In the human PepT1 protein, Y588 (analogous to Y587 in the rabbit PepT1 transporter) has previously been proposed by computer modelling to be amongst the functionally important residues (Bolger et al., 1998; Pedretti et al., 2008), but had not been tested. The suggested importance is not supported by the results presented here, since the Y587F-rPepT1 mutant was identical to the wild-type protein in terms of expression, function and pH dependence of transport.
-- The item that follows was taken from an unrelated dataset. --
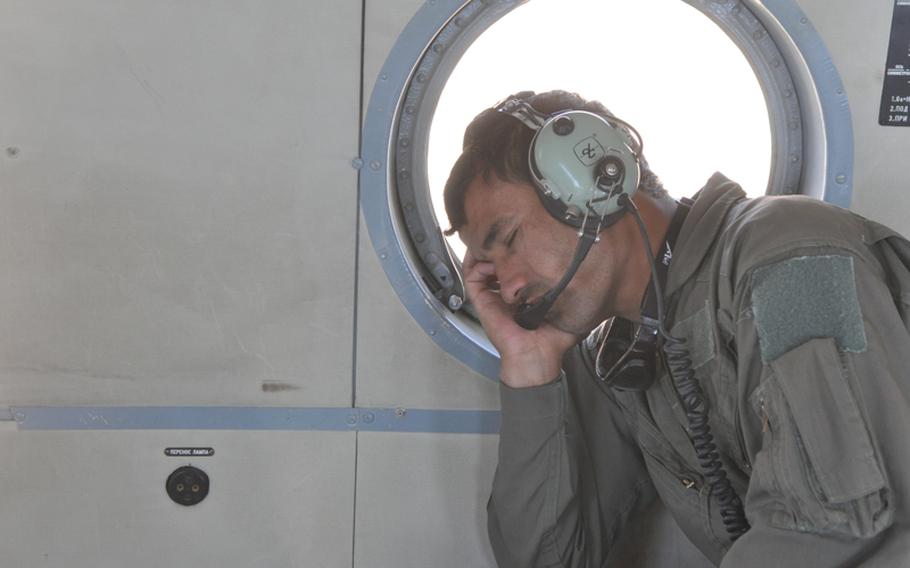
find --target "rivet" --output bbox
[449,294,464,311]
Other potential transmembrane tyrosines—Y30, Y31 and Y40

Recently, homology models of PepT1 have been developed (Meredith and Price, 2006; Pedretti et al., 2008) based on the LacY permease structure (Abramson et al., 2003). These models suggest that TMD1 may not be as predicted by Fei et al. (1994) (residues 7–25) but rather more proximal and longer (residues 13–42) due to being tilted in the membrane (Meredith and Price, 2006). If the homology model were to represent the in vivo structure of the PepT1 protein, then Y30, Y31 and Y40 would also be transmembrane domain tyrosines. All three of these residues have also been mutated to phenylalanine: Y30F/Y31F was made as a double mutant, and was expressed but had no transport activity in oocytes, whereas Y40 was not expressed (data not shown).
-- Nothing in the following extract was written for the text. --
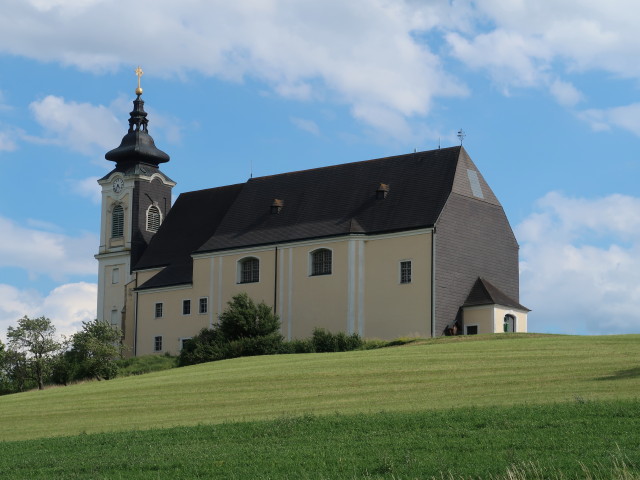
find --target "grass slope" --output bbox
[0,400,640,480]
[0,334,640,440]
In conclusion, this systematic investigation of conserved tyrosines located in the TMDs of rPepT1 failed to reveal any residue for which the phenolic characteristics were essential for proton coupling of peptide transport, contrary to predictions in the literature. However, when Y91 was mutated to hydrophilic residues, namely Y91Q and Y91R, the proton coupling was lost, as it was with the T58Y mutation. The finding of a similar effect for both Y91Q/R mutants as for Y58F provides support for the speculation that Y91 may play a role in pH stimulation of transport by exerting an influence on H57.